Remote e-Voting Schedule

The remote e-voting facility will be available during the following period, after which the e-voting module will be disabled by CDSL. Once a vote is cast, it cannot be subsequently changed.

Parameter: Details
Commencement of Remote e-Voting: Saturday, May 16, 2026 at 9:00 a.m. (IST)
End of Remote e-Voting: Sunday, June 14, 2026 at 5:00 p.m. (IST)
Declaration of Voting Results: On or before Tuesday, June 16, 2026
Cut-off Date: Friday, May 08, 2026
e-Voting Agency: Central Depository Services (India) Limited (CDSL)
Registrar & Share Transfer Agent: Bigshare Services Private Limited
Scrutinizer: CS. Ajay Suman Shrivastava (CP No. 3479), Practicing Company Secretary

Special Business Items

The Postal Ballot Notice places five resolutions before the members for approval. Four resolutions are proposed as Ordinary Resolutions and one as a Special Resolution. All resolutions, if passed by the requisite majority, shall be deemed to have been passed on June 14, 2026.

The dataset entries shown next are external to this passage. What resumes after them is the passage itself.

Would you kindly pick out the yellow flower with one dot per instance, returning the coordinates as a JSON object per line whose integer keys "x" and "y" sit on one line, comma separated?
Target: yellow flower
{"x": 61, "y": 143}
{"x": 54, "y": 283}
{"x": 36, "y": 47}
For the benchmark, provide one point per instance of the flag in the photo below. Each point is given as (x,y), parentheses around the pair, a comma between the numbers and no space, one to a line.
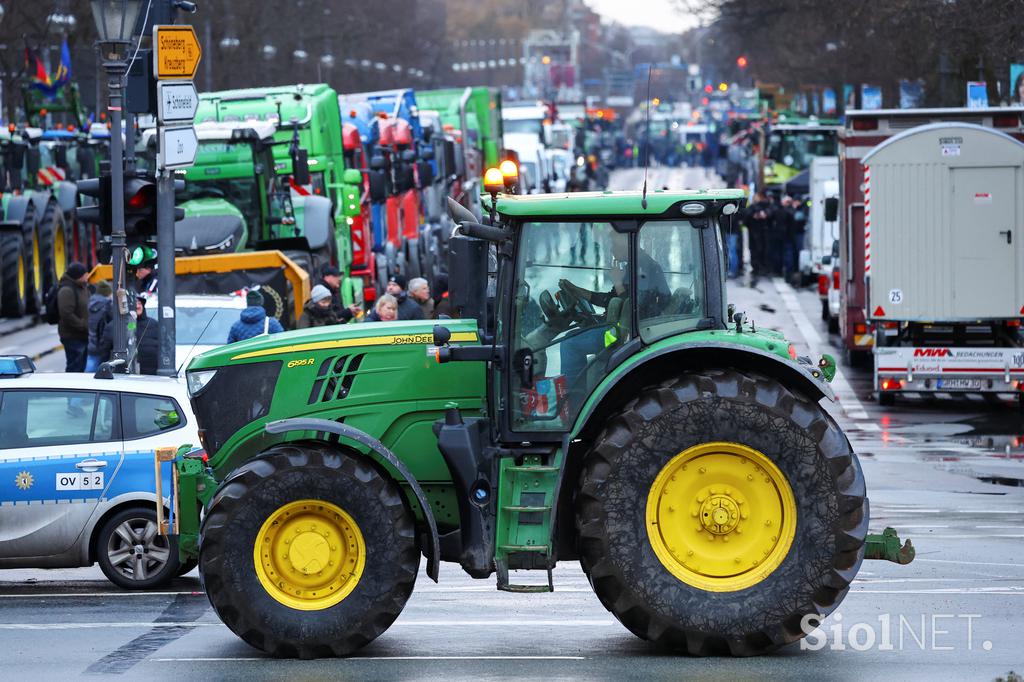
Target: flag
(62,77)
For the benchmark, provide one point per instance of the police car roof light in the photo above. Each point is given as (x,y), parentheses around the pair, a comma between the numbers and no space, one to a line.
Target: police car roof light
(15,366)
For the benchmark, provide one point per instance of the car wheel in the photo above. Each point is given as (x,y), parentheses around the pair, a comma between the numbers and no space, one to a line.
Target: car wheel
(131,552)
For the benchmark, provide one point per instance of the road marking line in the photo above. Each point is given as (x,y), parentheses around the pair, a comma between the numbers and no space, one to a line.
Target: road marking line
(577,623)
(354,658)
(853,408)
(969,563)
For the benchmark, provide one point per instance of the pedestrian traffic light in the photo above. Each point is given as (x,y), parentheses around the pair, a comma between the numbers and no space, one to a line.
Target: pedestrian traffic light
(140,207)
(99,212)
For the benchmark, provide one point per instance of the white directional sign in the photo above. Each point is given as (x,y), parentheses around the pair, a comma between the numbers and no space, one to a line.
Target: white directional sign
(177,147)
(177,101)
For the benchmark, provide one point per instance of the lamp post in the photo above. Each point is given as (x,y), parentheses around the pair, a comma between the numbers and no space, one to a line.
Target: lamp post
(115,24)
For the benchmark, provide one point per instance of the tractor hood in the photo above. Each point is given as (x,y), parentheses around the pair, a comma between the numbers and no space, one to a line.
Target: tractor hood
(299,345)
(660,203)
(210,225)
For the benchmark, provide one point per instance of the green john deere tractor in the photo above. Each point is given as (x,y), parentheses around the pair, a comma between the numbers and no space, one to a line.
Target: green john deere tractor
(595,400)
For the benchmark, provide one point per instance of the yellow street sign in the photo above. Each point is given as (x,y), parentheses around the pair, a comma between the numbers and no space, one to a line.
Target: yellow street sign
(175,51)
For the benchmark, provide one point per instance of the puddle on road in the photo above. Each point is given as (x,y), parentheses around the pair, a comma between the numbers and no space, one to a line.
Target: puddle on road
(986,445)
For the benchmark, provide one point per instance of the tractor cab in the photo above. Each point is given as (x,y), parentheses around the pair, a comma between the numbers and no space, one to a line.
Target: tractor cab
(589,281)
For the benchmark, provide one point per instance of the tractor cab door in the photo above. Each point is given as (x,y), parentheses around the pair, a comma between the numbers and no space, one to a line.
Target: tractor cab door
(571,310)
(586,295)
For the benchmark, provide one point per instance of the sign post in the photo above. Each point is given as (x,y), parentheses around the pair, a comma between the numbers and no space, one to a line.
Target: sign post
(176,53)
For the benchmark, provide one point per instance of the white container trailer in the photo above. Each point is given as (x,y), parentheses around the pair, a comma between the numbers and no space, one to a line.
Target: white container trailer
(944,224)
(820,233)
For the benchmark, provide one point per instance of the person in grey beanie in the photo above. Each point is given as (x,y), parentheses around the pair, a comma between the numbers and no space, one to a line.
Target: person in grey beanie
(318,310)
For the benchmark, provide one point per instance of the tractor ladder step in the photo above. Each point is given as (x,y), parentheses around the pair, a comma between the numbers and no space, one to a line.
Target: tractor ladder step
(503,571)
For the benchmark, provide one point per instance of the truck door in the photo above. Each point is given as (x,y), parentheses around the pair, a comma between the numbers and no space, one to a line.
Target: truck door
(985,238)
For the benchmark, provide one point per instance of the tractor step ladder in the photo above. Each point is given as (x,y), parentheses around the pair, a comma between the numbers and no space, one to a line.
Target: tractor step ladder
(525,502)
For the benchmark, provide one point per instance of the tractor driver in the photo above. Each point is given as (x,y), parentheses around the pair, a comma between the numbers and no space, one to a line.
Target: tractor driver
(653,295)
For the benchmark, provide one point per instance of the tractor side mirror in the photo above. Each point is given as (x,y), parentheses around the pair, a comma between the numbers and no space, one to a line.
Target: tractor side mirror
(33,160)
(300,167)
(832,209)
(468,282)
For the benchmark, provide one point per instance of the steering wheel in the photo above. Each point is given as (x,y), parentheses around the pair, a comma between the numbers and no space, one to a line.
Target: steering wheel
(582,310)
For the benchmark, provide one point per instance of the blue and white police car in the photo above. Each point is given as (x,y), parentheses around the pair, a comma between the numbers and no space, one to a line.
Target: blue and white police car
(77,473)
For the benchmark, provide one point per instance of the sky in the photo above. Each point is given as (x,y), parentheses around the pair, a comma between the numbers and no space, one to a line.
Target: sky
(653,13)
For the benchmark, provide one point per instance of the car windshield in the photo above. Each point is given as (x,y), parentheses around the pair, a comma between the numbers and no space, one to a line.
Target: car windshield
(204,326)
(796,147)
(530,126)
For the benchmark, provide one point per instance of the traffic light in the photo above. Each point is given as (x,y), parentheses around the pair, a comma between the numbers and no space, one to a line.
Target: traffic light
(99,212)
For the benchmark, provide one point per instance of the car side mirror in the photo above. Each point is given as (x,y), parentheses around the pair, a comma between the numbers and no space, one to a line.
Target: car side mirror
(832,209)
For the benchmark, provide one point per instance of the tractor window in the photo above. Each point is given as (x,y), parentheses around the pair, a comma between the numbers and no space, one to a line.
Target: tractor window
(571,312)
(671,287)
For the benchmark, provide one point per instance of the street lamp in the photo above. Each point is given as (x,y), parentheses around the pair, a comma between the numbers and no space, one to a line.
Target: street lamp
(115,25)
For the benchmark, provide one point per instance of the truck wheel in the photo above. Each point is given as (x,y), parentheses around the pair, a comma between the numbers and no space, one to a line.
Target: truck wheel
(132,554)
(308,551)
(52,247)
(717,510)
(14,274)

S.No. Type of Resolution Resolution
1. Ordinary Resolution Appointment of Shri. Sanjay Kumar Sanghi (DIN: 00629693) as Chairman and Managing Director (Corporate Affairs) of the Company.
2. Ordinary Resolution Change in Designation of Shri. Ritesh Kumar Sanghi (DIN: 00628033) from Managing Director to Joint Managing Director (Operations) of the Company.
3. Ordinary Resolution Regularization of Mrs. Bhavna Sanghi as Director of the Company.
4. Ordinary Resolution Appointment of Mrs. Bhavna Sanghi as Whole-Time Director of the Company.
5. Special Resolution Regularization of Ms. Donthineni Srilekha as a Non-Executive Independent Director of the Company.

Item No. 1: Appointment of Shri. Sanjay Kumar Sanghi as Chairman and Managing Director (Corporate Affairs)

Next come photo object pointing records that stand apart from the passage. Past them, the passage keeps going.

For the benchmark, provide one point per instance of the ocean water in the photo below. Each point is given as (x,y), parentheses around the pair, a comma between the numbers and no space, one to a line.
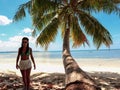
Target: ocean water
(106,54)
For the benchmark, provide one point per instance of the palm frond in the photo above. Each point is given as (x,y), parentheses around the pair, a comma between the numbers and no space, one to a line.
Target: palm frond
(21,11)
(95,29)
(107,6)
(41,22)
(48,34)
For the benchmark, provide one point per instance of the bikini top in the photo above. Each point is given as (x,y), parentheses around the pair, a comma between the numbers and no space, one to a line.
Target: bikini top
(24,53)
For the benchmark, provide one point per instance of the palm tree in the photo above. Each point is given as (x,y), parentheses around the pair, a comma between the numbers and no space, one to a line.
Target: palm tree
(73,18)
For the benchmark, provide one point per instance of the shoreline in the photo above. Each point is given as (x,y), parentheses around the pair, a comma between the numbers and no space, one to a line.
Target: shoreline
(105,71)
(51,65)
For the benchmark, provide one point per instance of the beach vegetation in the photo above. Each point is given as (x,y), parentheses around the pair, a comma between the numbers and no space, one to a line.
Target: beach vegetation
(73,18)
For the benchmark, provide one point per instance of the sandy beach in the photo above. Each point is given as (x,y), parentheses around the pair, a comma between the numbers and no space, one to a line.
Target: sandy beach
(51,74)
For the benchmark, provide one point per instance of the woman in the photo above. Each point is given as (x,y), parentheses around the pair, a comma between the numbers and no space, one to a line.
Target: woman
(25,64)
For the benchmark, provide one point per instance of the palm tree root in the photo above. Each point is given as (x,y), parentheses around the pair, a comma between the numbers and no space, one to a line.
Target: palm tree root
(81,86)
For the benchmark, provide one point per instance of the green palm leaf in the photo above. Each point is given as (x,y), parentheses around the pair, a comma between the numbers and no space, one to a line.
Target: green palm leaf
(48,34)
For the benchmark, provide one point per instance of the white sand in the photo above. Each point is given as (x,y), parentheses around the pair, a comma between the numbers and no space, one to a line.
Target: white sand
(89,65)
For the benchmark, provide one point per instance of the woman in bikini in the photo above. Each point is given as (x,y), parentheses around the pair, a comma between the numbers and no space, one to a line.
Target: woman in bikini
(25,64)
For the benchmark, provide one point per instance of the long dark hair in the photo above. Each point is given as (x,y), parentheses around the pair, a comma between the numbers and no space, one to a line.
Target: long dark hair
(27,48)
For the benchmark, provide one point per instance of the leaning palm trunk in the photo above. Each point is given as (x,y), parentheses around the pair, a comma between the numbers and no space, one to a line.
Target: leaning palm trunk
(75,76)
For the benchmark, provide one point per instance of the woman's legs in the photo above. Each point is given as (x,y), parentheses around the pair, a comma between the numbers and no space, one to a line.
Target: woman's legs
(23,72)
(28,78)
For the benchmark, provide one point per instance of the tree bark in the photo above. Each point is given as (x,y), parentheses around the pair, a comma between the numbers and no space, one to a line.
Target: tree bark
(76,78)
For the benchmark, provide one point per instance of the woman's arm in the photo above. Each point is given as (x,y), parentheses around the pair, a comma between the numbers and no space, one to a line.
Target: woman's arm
(18,56)
(32,58)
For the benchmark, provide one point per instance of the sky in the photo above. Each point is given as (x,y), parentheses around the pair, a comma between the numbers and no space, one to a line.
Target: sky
(11,32)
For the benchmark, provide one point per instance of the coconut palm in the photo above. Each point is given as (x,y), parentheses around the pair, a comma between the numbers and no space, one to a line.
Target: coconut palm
(74,20)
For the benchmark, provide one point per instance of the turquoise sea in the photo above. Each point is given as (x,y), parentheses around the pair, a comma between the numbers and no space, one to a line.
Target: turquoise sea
(107,54)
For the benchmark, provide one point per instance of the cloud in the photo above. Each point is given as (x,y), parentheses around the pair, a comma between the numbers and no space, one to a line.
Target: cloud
(27,30)
(4,20)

The Board of Directors, based on the recommendation of the Nomination and Remuneration Committee at its meeting held on April 22, 2026, has approved the appointment of Shri. Sanjay Kumar Sanghi (DIN: 00629693) as Chairman and Managing Director (Corporate Affairs) for a period of 5 (Five) years with effect from April 22, 2026, subject to member approval. Shri. Sanghi possesses 36 years of experience in corporate affairs, management, and business operations. His proposed monthly remuneration is as follows:

Particulars: Remuneration
Basic Salary: 3,00,000
House Rent Allowance: 1,80,000
Dearness Allowance: 1,20,000
Monthly Gross Salary: 6,00,000

Item No. 2: Change in Designation of Shri. Ritesh Kumar Sanghi

The Board has approved the change in designation of Shri. Ritesh Kumar Sanghi (DIN: 00628033) from Managing Director to Joint Managing Director (Operations) with effect from April 22, 2026, without any change in the terms and conditions of his appointment, including remuneration. The proposed change is aimed at strengthening the operational leadership structure of the Company.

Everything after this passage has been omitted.